Memorization is the way in which some things cannot be otherwise easily learned. In math, our students must memorize their multiplication tables; in biology, the formula for photosynthesis; in history, important dates, etc. This is the way we imprint facts and figures into the memory and achieve the result of knowing something. It is also a sort of “shortcut,” in which the student focuses on a set of facts, believes they are true and learns them as a sort of set.
What follows memorization is a ruminative process where the student’s mind begins developing a lexicon of related information to use as building blocks for future learning. When the student learns, for example that four times four equals sixteen, it is a short step to learning that sixteen divided by 4 equals four and that division is a backwards rendition of multiplication. It was learned all the more quickly through memorization.
Recitation is the way the teacher ensures memorization took place. The process is usually accompanied by anxiety as the student searches the “cognitive memory bank” to retrieve and recite. That anxiety is internalized within the student and can be converted to the self-confidence that accompanies the relief of a good public performance.

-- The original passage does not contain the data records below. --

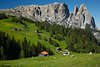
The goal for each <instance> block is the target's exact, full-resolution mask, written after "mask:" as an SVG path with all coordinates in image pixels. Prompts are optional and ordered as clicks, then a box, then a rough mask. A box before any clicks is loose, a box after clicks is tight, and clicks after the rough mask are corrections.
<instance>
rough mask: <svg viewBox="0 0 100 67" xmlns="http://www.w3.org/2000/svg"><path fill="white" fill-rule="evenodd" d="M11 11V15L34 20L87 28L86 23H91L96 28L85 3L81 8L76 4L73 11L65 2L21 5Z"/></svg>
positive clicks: (82, 5) (90, 23)
mask: <svg viewBox="0 0 100 67" xmlns="http://www.w3.org/2000/svg"><path fill="white" fill-rule="evenodd" d="M9 11H10V14H11V15H15V16H18V17H27V18H30V19H32V20H34V21H46V22H48V23H56V24H59V25H63V26H65V27H72V28H82V29H85V27H86V25H87V24H89V25H90V27H91V28H92V29H95V28H96V25H95V20H94V18H93V17H92V16H91V15H90V14H89V12H88V10H87V8H86V6H85V5H84V4H82V5H81V6H80V8H78V7H77V6H75V8H74V12H73V13H70V12H69V9H68V6H67V5H66V4H65V3H54V4H49V5H29V6H19V7H16V8H12V9H9Z"/></svg>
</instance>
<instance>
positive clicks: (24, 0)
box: [0, 0, 100, 28]
mask: <svg viewBox="0 0 100 67" xmlns="http://www.w3.org/2000/svg"><path fill="white" fill-rule="evenodd" d="M54 2H58V3H66V4H67V5H68V8H69V10H70V12H73V10H74V6H75V5H77V6H78V7H80V5H81V4H82V3H84V4H85V6H86V7H87V9H88V11H89V13H90V14H91V15H92V16H93V17H94V19H95V23H96V26H97V27H99V28H100V18H99V17H100V0H0V9H7V8H15V7H16V6H21V5H32V4H33V5H45V4H51V3H54Z"/></svg>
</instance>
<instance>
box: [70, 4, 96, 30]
mask: <svg viewBox="0 0 100 67" xmlns="http://www.w3.org/2000/svg"><path fill="white" fill-rule="evenodd" d="M68 23H69V25H70V26H72V27H79V28H83V29H84V28H85V27H86V26H87V24H88V25H90V27H91V28H93V29H94V28H95V21H94V18H93V17H92V16H91V15H90V14H89V12H88V10H87V8H86V6H85V5H84V4H82V5H81V6H80V8H78V7H77V6H75V8H74V12H73V13H72V14H70V16H69V20H68Z"/></svg>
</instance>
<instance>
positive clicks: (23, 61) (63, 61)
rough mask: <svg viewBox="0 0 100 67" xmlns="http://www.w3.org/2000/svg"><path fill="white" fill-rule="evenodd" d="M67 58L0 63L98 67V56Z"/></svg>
mask: <svg viewBox="0 0 100 67" xmlns="http://www.w3.org/2000/svg"><path fill="white" fill-rule="evenodd" d="M74 55H75V57H73V58H72V57H71V56H72V55H69V56H61V55H56V56H49V57H35V58H27V59H20V60H8V61H0V65H1V66H5V67H6V66H8V67H100V54H93V55H89V54H74Z"/></svg>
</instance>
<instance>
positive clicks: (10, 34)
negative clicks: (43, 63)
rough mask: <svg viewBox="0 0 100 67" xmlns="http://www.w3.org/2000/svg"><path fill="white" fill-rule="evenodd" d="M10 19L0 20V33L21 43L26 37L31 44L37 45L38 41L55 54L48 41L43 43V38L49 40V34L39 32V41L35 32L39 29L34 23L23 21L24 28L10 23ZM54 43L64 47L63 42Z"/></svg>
mask: <svg viewBox="0 0 100 67" xmlns="http://www.w3.org/2000/svg"><path fill="white" fill-rule="evenodd" d="M11 19H12V17H9V18H8V19H2V20H0V31H2V32H6V33H8V34H9V35H10V37H12V36H14V37H15V39H16V40H21V41H23V39H24V37H26V38H27V39H28V40H30V43H31V44H35V45H37V42H38V41H40V42H41V43H42V45H45V46H46V47H47V48H49V47H50V48H51V49H52V50H53V51H54V52H55V49H56V47H55V46H52V45H51V44H50V43H49V42H48V41H45V38H46V39H49V38H50V33H48V32H46V31H45V30H40V31H41V33H39V34H40V35H41V38H42V39H41V40H40V39H39V36H38V35H37V32H35V31H37V30H38V29H39V28H38V27H37V26H35V24H34V23H29V22H26V21H24V23H25V24H26V25H27V28H24V25H23V24H20V23H16V22H12V21H11ZM13 28H18V29H21V31H14V30H13ZM54 40H55V39H54ZM55 41H57V42H58V43H59V45H60V46H61V47H62V48H65V47H64V46H66V42H65V41H60V42H59V41H58V40H55ZM62 45H63V46H62Z"/></svg>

No better example of the need for memorization exists that learning how to spell. It is good to learn spelling rules (i before e, change the y to i, etc.) but in the chaos of English vocabulary, learning to spell is a matter of memorization. As the student builds both vocabulary and spelling prowess, the cognitive abilities associated with the ideas of word origin (etymology) patterns of exception, etc. follow. As the student learns more, shortcuts and patterns emerge that make the student “smarter.”
Some students develop their own shortcuts through association of mnemonics (a systematic way of memorization). For example, ask the student to name the five Great Lakes in North America, and you might get “…uh, Lake MIchigan? Lake Superior?…” However teach the student to associate the this basic geography lesson with the word “HOMES,” using its letters as the first letter of each Great Lake (Huron, Ontario, Michigan, Erie, Superior), and you have imprinted a lifelong geography lesson. Teach students clever sentences (or acrostics) like “My Dear Aunt Sally” (Multiply and Divide before you Add and Subtract), and you have helped the student solve the “order of operations” conundrum in Algebra.
So traditional memorization and recitation techniques in class are necessary building blocks of learning in any subject. The teacher’s job is to help the student “connect the dots.” As students develop good study habits (through concentration, memorization and rumination), what results is a mind made fertile through planting the seeds of cognition.